Hell, if you want you could use DBAN on a laptop, then shove the thing under a floorboard or in an attic somewhere.
Or you could just stop downloading DVD rips, screens, and all that CP ;)
July 23rd, 2008 at 8:40 am
“Or you could just stop downloading DVD rips, screens, and all that CP ;)”
Certainly there are other things people might want to hide, like confidential financial information, password files (though I don’t know why you’d store passwords in a plain text file), etc.
Or all that radical literature you’ve been reading. ;)
Pirated content isn’t the only stuff you might want to hide.
July 23rd, 2008 at 8:45 am
Thanks for clearing this up Tom. ;)
July 23rd, 2008 at 8:59 am
Oh, really? Usually I obfuscate things. :)
Great blog, by the way. Subscribed in my reader.

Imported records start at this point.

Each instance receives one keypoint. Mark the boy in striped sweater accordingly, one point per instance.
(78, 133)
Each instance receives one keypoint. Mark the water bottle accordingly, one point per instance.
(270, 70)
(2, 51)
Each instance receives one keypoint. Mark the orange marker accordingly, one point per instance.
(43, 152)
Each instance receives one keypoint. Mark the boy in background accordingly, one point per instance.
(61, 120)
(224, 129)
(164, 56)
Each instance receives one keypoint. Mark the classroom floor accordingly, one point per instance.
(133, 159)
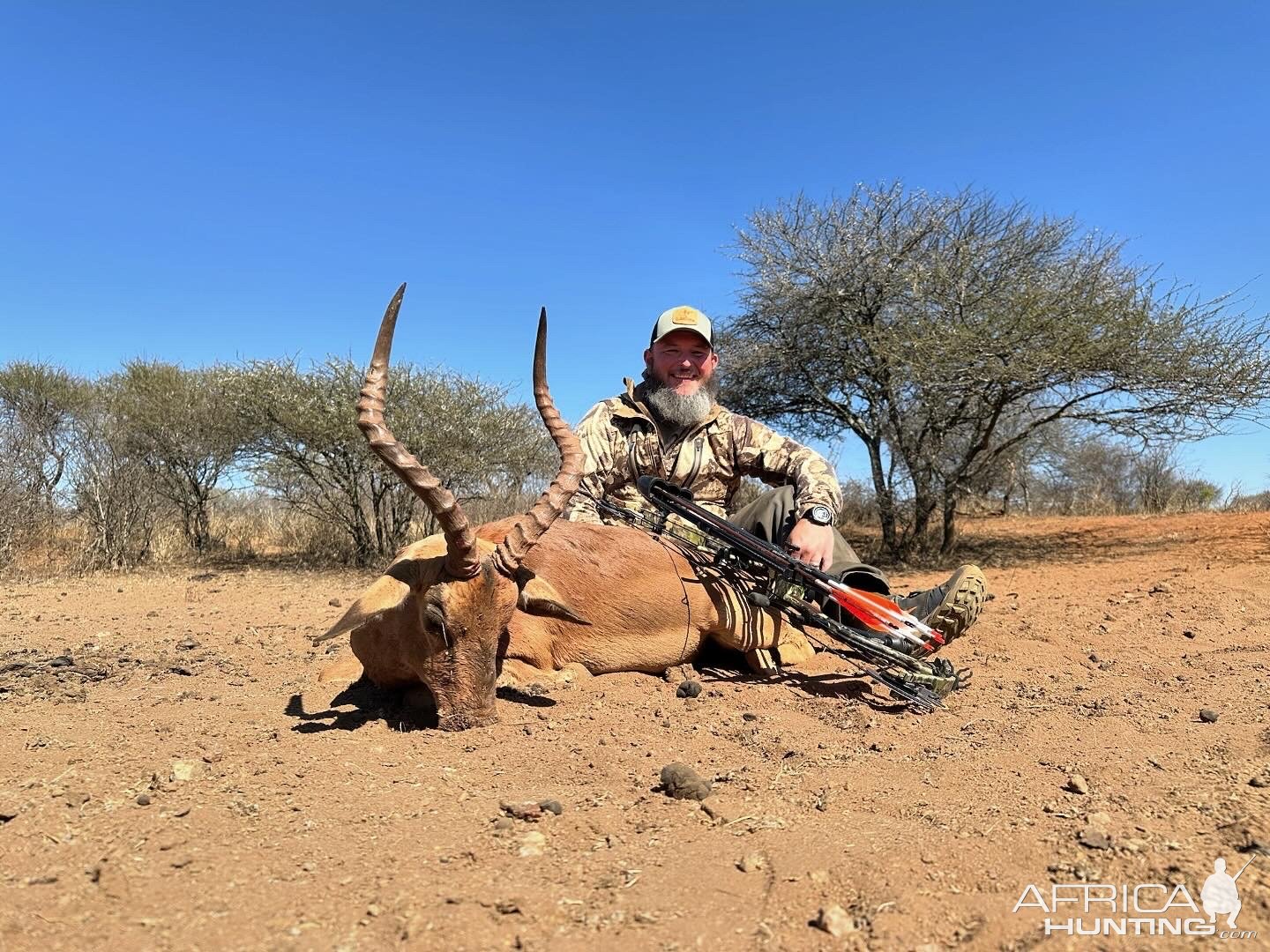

July 26th, 2008 at 5:12 am
Even if this was fast enough to erase the disk before the FBI came in it would only fool them once. Next time they’d just cut the power to an apt before entering.. or would that just be me
July 29th, 2008 at 1:55 am
ArrGee:
Although I’ve never used dBan before, I don’t think a secure wiper would use 0000s to wipe a drive. It should overwrite each byte with AA, then the opposite (FF?). Afterwards, it should wipe the drive with either pseudo-random or pseudo-encrypted data for safemeasures.